If this is the Joe Altobelli Era, the Baltimore Orioles want more of it.
"I think it's going to be a fun year," said Scott McGregor tonight after beating Cleveland, 4-1, on a confident seven-hitter. "For a few years, we expected to win, but this year we want to win, and it's a nice feeling."
In April, frigid Memorial Stadium usually feels like a meat house and the Oriole locker room feels like a morgue. The Orioles' pitching is in disrepair and the perplexed team is trapped at the bottom of the standings.
Now, suddenly, the Orioles find themselves in first place with a 6-4 record; last season, Baltimore began 2-10 and, at this juncture, was in the choke hold of a nine-game losing streak.
After only 10 games, the Baltimore pitching staff is already showing the signs of life that usually don't arrive until late May. The clubhouse rings with laughter. Altobelli waltzes through the clubhouse in his goofy head-to-toe union suit while the whole clubhouse is in muzzled hysterics making up wisecracks about the way Rick Dempsey hit Mike (The Human Rain Delay) Hargrove on the ear with an "accidentally wild" throw back to the mound.
In only three days back home, after allowing 20 runs in two games in Chicago, the Orioles have watched three key starters--Jim Palmer, Mike Flanagan and now McGregor--reel off prime performances. That trio, over 23 innings, allowed Cleveland only two runs as the Orioles won three of four in this series.
Sharing honors with McGregor this evening were Jim Dwyer, Rich Dauer and Dempsey. Dwyer got the game-winning hit--a leadoff, full-count home run into the right field bullpen off loser Len Barker in the fifth that broke a 1-1 tie; Dwyer, who's getting to serve as designated hitter because Ken Singleton has a minor pulled muscle, has reached base in 25 of his last 40 plate appearances dating back to Sept. 25. Dwyer has hit in 11 consecutive games, a streak which he prefers to refer to as "my seven-month hitting streak."
Dauer, who doubled and scored in the third, got an RBI single in the Orioles' two-run insurance seventh inning.
Despite this, Dempsey was the favorite hero. His shallow fly in the third scored the slow Dauer, who scored ahead of right fielder Bake McBride's piteously weak throw. Then, in the seventh, Dempsey lined a double off the right field fence, driving in the game's final run.
Nonetheless, Dempsey will live in Orioles lore for one barely noticed play in the seventh inning.
All night, the freezing crowd booed Hargrove as he dawdled in the batter's box, stepping out, as he always does, between pitches. The Orioles were hot, too. Or, rather, cold. "We're sitting there on the bench with our toes curling up and the pitcher's getting stiff while Hargrove's adjusting his glove 25 times," growled coach Ray Miller afterward.
This time, as Hargrove went into his ritual, Dempsey--still in his crouch--threw the ball almost sideways, as though throwing toward first base.

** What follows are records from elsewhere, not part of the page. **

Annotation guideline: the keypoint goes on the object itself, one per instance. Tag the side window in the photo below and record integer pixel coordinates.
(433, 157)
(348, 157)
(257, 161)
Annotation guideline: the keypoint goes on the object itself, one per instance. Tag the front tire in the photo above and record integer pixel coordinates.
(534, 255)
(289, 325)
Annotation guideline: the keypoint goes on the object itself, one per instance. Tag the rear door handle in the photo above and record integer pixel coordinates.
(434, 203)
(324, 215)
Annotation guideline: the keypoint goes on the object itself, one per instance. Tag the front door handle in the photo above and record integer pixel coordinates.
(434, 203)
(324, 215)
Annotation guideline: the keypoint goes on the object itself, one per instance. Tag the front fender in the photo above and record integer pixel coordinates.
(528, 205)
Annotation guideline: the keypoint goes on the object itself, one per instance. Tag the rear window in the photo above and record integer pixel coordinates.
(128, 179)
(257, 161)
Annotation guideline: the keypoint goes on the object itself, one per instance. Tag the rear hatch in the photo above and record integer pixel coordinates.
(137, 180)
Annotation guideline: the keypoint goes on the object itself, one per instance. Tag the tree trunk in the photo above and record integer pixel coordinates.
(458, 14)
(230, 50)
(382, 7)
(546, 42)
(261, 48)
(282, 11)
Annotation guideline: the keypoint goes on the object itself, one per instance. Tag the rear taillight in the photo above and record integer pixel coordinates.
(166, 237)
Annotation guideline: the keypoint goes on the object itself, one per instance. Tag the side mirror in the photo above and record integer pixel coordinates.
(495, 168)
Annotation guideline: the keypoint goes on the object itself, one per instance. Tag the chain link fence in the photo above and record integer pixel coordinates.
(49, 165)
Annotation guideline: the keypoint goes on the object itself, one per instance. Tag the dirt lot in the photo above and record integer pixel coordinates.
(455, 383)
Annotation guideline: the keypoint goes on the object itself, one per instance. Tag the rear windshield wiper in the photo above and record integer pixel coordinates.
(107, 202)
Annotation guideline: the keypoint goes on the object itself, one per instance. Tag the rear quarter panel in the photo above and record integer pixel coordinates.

The ball hit Hargrove on the left ear and ricocheted all the way to the third base coach.
No one will ever know to what degree this incident--cheered by the crowd--was accidental. Hargrove, however, knows a baseball truth.
If you make 'em mad, they can stick it in your ear from both directions.
"Maybe next time we play, he'll wear a helmet with a ear flap on both sides," Miller said.
"It was a classic," Flanagan said. "We were tryin' to knock him down from both ends. Rick smoked him pretty good, too. Did you see how far that ball bounced after it hit his head?"
"Did it speed him up any?" asked Tippy Martinez, who had been in the bullpen.
"Well, the next time up, he grounded out on the first pitch to end the game," Singleton said.
"That's how they ran him out of the National League," coach Elrod Hendricks said. "If they didn't put him on the disabled list, they drilled him. And if they didn't drill him, they had him crawling in the dirt. They won't let you pull that stuff in that league."
Hargrove said, "It hit me right in the head . . . I'm sure he didn't do it on purpose."
"I don't know how that happened," Dempsey said, straight-faced. "Never happened before. It's lucky it just kinda glanced off his head."
These days, Altobelli is, quite rightly, of good cheer. No Oriole team has ever scored more than 60 runs in its first 10 games; this one has scored 67. The Orioles' pitching theory for April was to throw fast balls in the cold, stretch out some arms, then work in the breaking balls later; Earl Weaver's notions were opposite, starting with curves first. This evening, McGregor threw 94 fast balls in 128 pitches and didn't even need to use his best pitch, the changeup, until the late innings.
In all quarters, Orioles are looking for excuses to be happy. Dan Ford is earning applause (and the new nickname--Dirty Dan) with his sliding hit-stealing catches in right field. Eddie Murray, hitting .402, has turned cheerleader in the dugout, a welcome development for a team that has lacked Frank Robinson-style leadership for years.
What does it all mean? "It means I can smile for a while," said Altobelli.